"In view of the nature and scale of U.S. military reinforcements, they are designed to make a pre-emptive strike against the DPRK," North Korean diplomat Ju Yong Chol told the UN-sponsored Conference on Disarmament, adding that Washington has been "deploying large nuclear assets" on the Korean peninsula.
"U.S. officials including the defense secretary and the CIA director repeatedly talked about DPRK nuclear and missile threat to justify their argument for a military option and a new concept of a so-called 'bloody nose', a limited pre-emptive strike on the DPRK is under consideration within the U.S. administration,"Pyongyang's envoy was quoted as saying by Reuters.
The accusations came in response to a statement made by US disarmament envoy, who said that North Korea's nuclear program must be "completely, verifiably and irreversibly eliminated".
As the envoy explained, Pyongyang was allegedly "maybe only months from the capability to strike the US with nuclear-armed ballistic missiles".
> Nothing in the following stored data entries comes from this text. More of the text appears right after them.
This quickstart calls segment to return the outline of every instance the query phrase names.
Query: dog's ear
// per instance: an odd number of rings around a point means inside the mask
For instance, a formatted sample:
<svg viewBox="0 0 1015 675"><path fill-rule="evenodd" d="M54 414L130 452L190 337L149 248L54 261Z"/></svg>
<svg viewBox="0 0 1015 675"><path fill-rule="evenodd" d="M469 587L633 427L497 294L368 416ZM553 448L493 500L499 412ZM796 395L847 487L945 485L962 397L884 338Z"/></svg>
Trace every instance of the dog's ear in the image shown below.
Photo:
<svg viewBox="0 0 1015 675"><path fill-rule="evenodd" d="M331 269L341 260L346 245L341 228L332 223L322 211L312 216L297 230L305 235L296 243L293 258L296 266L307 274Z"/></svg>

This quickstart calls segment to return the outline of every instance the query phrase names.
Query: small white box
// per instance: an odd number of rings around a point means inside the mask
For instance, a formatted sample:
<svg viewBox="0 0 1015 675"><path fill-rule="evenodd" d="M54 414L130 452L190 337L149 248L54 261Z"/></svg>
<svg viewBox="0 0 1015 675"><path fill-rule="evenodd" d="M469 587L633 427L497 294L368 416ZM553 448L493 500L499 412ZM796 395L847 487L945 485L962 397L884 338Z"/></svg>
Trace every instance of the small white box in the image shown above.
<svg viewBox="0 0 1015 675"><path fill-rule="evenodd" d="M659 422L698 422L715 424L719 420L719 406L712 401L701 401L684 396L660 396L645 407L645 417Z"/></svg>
He went on by saying that North Korea, as well as Russia and China, is expanding its nucelar stickpiles "in some cases pursuing the development of new nuclear capabilities to threaten other peaceful nations".
Pyongyang has accused Washigton of hindreing its relations with South Korea, claiming that US President Donald Trump was scared of military capabilities of DPRK.
The relations between the US and DPRK have been quite tense since the Korean War ended in 1953: the both parties still haven't signed a peace treaty, have been steadily declining since the latter decided to unfreeze its nuclear armaments program. Ties between the two have deteriorated especially sharply since 2016, as North Korea performed multiple tests of its nuclear devices and ballistic missiles over the course of 2 years. During the ensuing crisis, the US has considered a preemptive nuclear strike, among other options ‘to resolve it'.